Лейтенант Осокин ускакал. А колонна замедлила движение. Впереди слышались возбужденные голоса, ожесточенные команды. Подскакал Осокин.
- Товарищ генерал, - обратился он, - там какой-то дед матерится, на бойцов кидается, требует самого старшего начальника.
- Что за дед? А ну давай его сюда.
Севидов и Кореновский съехали с дороги. Два бойца подвели к ним, держа за руки, взъерошенного старика. Тот безуспешно сопротивлялся, выкрикивая ругательства.
- Одолели, гады? Одолели? Рази ж вам с германцем воевать? Со стариками да бабами, мать вашу… - Старик зло сплюнул.
Сзади старика семенил мальчишка лет восьми. Он держался одной рукой за штаны деда, а другой растирал по лицу грязные слезы.
- В чем дело? Отпустите немедленно! - гневно выкрикнул генерал Севидов.
Бойцы нехотя отпустили руки старика. Один из них, совсем молоденький красноармеец, с опаской поглядывая на деда, проговорил виноватым голосом:
- А чо он драться лезет? И плюется, как твой верблюд.
- В чем дело? - повторил Севидов.
- Пьяный он, товарищ генерал. Как есть пьяный этот гражданин, - пояснил второй боец.
- Ты мне подносил? Ты мне подносил? - напирал на бойца старик. - Я те дам - гражданин!
Генерал Севидов пристальнее вгляделся в лицо старика.
- Дядька Семен?
Старик оторопело уставился на генерала. Севидов повернулся к Кореновскому:
- Узнаешь, Евдоким Егорович?
Теперь и Кореновский узнал в старике станичного пастуха дядьку Семена.
- Чего это ты, дядька Семен, разбушевался? - спросил Кореновский. Но дед не удостоил его ответом. Он все смотрел на Севидова. Из-за спины старика высунулось лицо мальчика. Он перестал плакать и тоже с любопытством смотрел на генерала.
- Неужто Андрей?! - удивленно воскликнул старик. - Мать честная, Андрюха? Так и есть, Андрюха Севидов! Неужто генерал? Мать честная, тоди понятно, почему драпаете. Ишь какие генералы выискались!
- Ну ты, дед, полегче, - вмешался в разговор лейтенант Осокин.
- Чо полегче? Ты чо мне тычешь? Сопля пометная! - И, не обращая больше внимания на лейтенанта, продолжал выкрикивать генералу Севидову: - Чего же вы драпаете через станицу, га? Разе ж вам степу мало? Куда ж вы прете через станицу? Ты погляди, что творится! Германец же все хаты попалит!
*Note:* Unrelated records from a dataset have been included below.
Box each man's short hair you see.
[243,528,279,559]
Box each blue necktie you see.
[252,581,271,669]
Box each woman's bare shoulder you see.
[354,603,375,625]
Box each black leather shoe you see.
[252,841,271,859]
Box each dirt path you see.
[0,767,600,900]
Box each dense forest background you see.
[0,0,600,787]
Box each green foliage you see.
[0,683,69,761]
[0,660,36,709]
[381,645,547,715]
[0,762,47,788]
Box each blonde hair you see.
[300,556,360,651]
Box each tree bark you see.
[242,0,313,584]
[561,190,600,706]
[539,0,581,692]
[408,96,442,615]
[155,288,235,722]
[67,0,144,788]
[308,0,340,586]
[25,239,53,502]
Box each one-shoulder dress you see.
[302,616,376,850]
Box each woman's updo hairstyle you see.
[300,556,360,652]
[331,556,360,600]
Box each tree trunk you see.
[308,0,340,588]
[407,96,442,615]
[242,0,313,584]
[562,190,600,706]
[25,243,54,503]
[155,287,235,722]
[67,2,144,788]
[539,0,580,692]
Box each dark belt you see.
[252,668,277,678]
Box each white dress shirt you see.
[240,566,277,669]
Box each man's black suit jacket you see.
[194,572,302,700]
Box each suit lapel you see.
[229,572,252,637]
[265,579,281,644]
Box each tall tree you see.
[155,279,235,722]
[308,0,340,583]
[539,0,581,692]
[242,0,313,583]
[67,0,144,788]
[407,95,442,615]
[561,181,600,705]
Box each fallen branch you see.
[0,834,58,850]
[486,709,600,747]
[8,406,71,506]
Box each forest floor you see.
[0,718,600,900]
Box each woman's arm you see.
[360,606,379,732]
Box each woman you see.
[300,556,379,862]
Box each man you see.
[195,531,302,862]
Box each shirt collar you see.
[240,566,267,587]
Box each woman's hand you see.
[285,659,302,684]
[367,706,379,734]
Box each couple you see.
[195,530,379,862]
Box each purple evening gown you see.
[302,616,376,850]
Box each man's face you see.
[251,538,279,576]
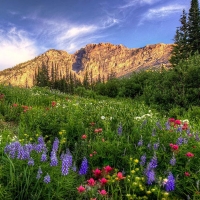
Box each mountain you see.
[0,43,173,87]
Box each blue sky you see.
[0,0,190,70]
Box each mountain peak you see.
[0,43,173,87]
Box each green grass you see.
[0,86,200,200]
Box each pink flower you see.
[99,178,108,185]
[51,101,56,107]
[104,165,113,173]
[98,190,107,196]
[185,152,194,158]
[94,128,103,133]
[184,172,190,176]
[81,134,87,140]
[99,128,103,133]
[90,122,95,126]
[182,123,188,130]
[93,168,101,176]
[169,143,179,151]
[94,128,99,133]
[174,119,181,125]
[168,118,175,123]
[87,178,96,186]
[117,172,125,180]
[77,185,85,193]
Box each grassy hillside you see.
[0,86,200,200]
- Уйдем мы, дядька Семен, из станицы, сейчас же уйдем, - угрюмо отвечал Севидов, а сам между тем с невыносимой болью думал о том, что вот настало время и родную станицу оставлять врагу. И что он мог ответить привередливому дядьке Семену? Начиная от западной границы, Севидов оставил немало деревень и городов. Оставались в тех городах и деревнях люди. Но лица их были не обозленные, а скорее сочувствующие. Потому и несли женщины уставшим и голодным солдатам еду из небогатых своих запасов и помогали раненым, помогали своей армии, чем могли. А дядька Семен желчно упрекает, но даже и на его желчный упрек нечем ответить.
Между тем дядька Семен все наседал, но уже чуть успокоившись:
- Так скажи, герой, чего же ты так воюешь, га? Чему тебя учили в твоих академиях? Помню, каким кочетом приезжал в станицу. Фу-ты ну-ты! А теперь скис, как та мокрая курица. Еще песенки распевали: "Красная Армия всех сильней". Вот оно и видно, кто сильней. Мы в первую мировую били германцев, а вы драпаете. Это как же понимать?
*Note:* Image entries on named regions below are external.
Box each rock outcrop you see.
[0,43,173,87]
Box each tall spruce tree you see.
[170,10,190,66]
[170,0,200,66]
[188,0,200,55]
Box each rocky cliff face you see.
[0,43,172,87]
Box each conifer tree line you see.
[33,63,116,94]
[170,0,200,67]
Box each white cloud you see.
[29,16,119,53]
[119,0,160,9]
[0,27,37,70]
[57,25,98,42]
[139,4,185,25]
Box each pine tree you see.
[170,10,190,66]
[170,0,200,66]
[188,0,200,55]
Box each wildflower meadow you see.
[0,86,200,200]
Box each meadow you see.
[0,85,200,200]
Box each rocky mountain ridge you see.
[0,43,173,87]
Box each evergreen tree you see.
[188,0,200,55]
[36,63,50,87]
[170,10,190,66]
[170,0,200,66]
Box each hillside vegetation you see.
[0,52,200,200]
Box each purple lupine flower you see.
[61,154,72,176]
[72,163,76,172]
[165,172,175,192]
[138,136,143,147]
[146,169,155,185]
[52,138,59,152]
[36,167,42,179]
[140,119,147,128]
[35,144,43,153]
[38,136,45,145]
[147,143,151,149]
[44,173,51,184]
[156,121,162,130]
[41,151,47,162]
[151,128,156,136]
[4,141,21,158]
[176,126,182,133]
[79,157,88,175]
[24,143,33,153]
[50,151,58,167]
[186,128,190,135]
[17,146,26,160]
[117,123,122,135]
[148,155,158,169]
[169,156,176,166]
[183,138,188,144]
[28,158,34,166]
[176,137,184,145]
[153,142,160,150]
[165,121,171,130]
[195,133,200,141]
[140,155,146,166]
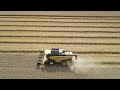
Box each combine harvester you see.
[37,48,77,68]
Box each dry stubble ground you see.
[0,16,120,79]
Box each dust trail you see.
[70,56,96,74]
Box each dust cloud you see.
[70,56,97,74]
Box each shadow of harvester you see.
[36,65,70,72]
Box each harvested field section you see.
[0,15,120,79]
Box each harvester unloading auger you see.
[37,48,77,68]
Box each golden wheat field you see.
[0,11,120,79]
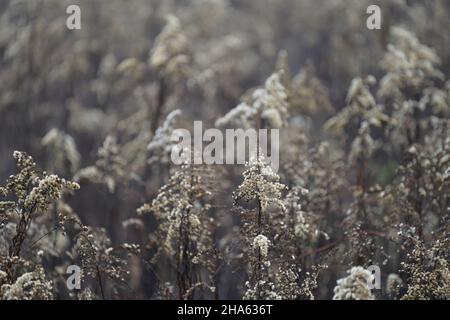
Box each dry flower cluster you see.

- Напрасно ты так, дядька Семен, - вмешался Кореновский. - Ты в первую мировую тоже, случалось, драпал от немцев. Ты не спеши за упокой петь.
- Драпал, - согласился дядька Семен, - да не до Маныча и не до Волги. Ну тикайте, тикайте, только гэть из станицы. Вас лупит германец, а моя хата ни при чем.
- Дяденька, - снова выглянул из-за старика мальчишка, - хлебца дайте.
- Цыц, Мишутка! - одернул старик. - Неча попрошайничать. Они, мабуть, сами скоро всех коней пожрут.
- Хочь корочку, - снова выглянул Мишутка.